Member of Parliament for Mogotio Constituency
- Incumbent
- Assumed office 2022
- President: William Ruto
- Preceded by: Daniel Tuitoek

Personal details
- Born: 1992 (age 33–34)
- Party: United Democratic Alliance
- Alma mater: Catholic University of Eastern Africa

= Reuben Kiborek =

Kenyan politician (born 1992)

Reuben Kiborek (born 1992) is the current Member of Parliament for Mogotio Constituency of Baringo County located in Rift Valley, Kenya. He was elected to the seat the 2022 Kenyan general elections. Kiborek had previously contested Mogotio in the 2017 elections. He is a member of the United Democratic Alliance party. Prior to politics, he worked as a herdboy.

== Early life and education ==
As a teenager, he worked as a herdboy with his family who kept livestock. He would often help his family moving their livestock from Laikipia to Kericho.

Following his completion of high school, Kiborek wished to study politics in Nairobi, however his father wished for his son to study in Eldoret, as it was closer. Kiborek was inspired to get involved in politics after the MP for Eldoret North, William Ruto, visited he Laikipia County. Eventually, comedian Kazungu Matano convinced his father to allow Kiborek to go to Nairobi. In Nairobi, Kiborek lived in the Landi Mawe area and studied at the Catholic University of Eastern Africa. After this, he moved to Rongai.

== Political career ==
Kiborek went on to compete for Mogotio Constituency in 2017. On April 15, 2022, vote counting for the United Democratic Alliance's candidate for Mogotio Constituency was suspended. During the counting of votes at the tallying center in Baringo County, supporters of Kiborek disrupted counting as they claimed incumbent MP Daniel Tuitoek had rigged the election into his favour. Tuitoek later won the nomination. However, on 16 April, he got the nomination as the United Democratic Alliance's candidate for Mogotio Constituency.

During the leadup to the 2022 Kenyan general election, he frequently associated himself with William Ruto.

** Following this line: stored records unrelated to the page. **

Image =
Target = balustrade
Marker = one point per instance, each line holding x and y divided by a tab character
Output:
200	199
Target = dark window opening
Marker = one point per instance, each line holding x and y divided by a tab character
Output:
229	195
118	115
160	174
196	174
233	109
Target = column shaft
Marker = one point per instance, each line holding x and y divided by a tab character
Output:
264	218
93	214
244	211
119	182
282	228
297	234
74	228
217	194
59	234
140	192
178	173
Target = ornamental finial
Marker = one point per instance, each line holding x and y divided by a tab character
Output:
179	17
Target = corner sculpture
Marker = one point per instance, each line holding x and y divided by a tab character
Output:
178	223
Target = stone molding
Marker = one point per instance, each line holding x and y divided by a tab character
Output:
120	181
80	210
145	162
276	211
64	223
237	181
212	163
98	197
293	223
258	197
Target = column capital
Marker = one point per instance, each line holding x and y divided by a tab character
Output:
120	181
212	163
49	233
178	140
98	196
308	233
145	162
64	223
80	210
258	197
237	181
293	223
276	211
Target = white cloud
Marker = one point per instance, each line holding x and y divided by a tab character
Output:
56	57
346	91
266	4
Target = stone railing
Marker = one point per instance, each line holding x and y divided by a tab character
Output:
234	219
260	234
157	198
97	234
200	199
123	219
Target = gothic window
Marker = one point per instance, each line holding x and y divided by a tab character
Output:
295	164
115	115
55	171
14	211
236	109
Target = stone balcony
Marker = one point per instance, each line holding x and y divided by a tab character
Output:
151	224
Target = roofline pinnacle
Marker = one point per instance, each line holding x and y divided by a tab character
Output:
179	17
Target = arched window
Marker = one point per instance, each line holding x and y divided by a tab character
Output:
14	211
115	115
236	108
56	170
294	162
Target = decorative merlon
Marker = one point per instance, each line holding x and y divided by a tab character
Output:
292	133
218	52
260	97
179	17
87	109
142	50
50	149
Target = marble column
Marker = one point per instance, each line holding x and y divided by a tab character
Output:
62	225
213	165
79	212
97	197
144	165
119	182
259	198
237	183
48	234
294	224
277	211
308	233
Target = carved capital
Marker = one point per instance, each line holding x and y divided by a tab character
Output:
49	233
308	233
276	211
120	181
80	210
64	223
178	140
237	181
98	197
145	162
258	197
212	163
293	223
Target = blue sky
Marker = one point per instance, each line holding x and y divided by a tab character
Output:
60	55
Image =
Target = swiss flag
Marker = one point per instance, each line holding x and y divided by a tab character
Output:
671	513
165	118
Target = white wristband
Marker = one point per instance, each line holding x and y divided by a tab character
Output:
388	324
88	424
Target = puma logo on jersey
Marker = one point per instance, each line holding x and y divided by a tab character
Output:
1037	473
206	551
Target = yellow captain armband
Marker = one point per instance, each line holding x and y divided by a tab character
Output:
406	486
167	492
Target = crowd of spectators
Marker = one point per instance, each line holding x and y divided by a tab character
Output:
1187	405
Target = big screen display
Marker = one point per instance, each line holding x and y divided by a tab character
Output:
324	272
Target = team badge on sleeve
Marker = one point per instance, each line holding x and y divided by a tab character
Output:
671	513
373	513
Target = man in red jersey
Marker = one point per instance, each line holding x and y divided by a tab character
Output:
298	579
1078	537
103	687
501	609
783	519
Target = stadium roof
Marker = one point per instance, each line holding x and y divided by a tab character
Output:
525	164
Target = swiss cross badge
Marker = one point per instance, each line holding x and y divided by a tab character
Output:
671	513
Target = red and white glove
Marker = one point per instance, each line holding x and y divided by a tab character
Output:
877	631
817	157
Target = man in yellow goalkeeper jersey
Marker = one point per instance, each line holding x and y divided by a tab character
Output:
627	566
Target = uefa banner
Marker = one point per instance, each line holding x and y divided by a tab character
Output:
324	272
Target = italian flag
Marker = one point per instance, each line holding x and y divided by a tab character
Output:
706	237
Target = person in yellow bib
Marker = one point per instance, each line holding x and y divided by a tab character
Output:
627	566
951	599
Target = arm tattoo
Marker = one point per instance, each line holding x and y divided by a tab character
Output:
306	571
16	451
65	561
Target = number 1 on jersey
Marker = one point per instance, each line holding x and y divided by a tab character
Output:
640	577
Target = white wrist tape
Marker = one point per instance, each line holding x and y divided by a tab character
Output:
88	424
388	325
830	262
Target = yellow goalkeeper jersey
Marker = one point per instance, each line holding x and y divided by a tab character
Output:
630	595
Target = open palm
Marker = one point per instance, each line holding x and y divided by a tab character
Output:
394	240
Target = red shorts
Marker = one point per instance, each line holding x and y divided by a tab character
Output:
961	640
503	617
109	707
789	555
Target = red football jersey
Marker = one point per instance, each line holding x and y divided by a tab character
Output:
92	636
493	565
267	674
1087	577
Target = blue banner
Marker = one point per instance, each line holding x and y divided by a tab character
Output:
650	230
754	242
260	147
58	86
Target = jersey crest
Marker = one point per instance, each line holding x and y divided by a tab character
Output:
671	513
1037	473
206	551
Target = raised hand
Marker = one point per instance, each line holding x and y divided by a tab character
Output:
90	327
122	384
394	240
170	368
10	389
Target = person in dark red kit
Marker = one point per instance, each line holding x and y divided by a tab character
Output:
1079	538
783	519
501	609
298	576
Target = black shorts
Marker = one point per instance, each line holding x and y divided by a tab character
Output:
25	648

On 6 March 2023, Kiborek joined six other MPs' call on a tribunal to be formed to investigate the Supreme Court's decision to allow the registration of LGBTQI lobby groups, saying that it threatens Kenyan society and the family unit.

=== Controversies ===
In 2018, Kiborek was arrested on suspicion that he raped the 16-year-old daughter of Simon Chelugui after luring her to the Sarova woodlands hotel in Nakuru on 23 December 2018. On December 27, he was charged with sexual assault against a minor. Kiborek has denied the claims and was released on a 300,000 Kenyan shillings bond after spending three days in custody. However he failed to appear in court on 2 August 2022.

On 10 August 2023, Kiborek was ejected from a parliamentary session of the National Assembly for wearing a Kaunda suit that had the neck too low. Following this, he respected the decision but accused the National Assembly of pioritising British colonial-era fashion over native Kenyan attire.

== Personal life ==
On 28 July 2023, his brother-in-law, Nelson Mandela, died in a road accident on the Nairobi-Nakuru highway. Following this, Kiborek cancelled a women's empowerment Harambee scheduled to be held on 29 July in Mogotio Constituency. He is a close friend of William Ruto's son, Nick Ruto.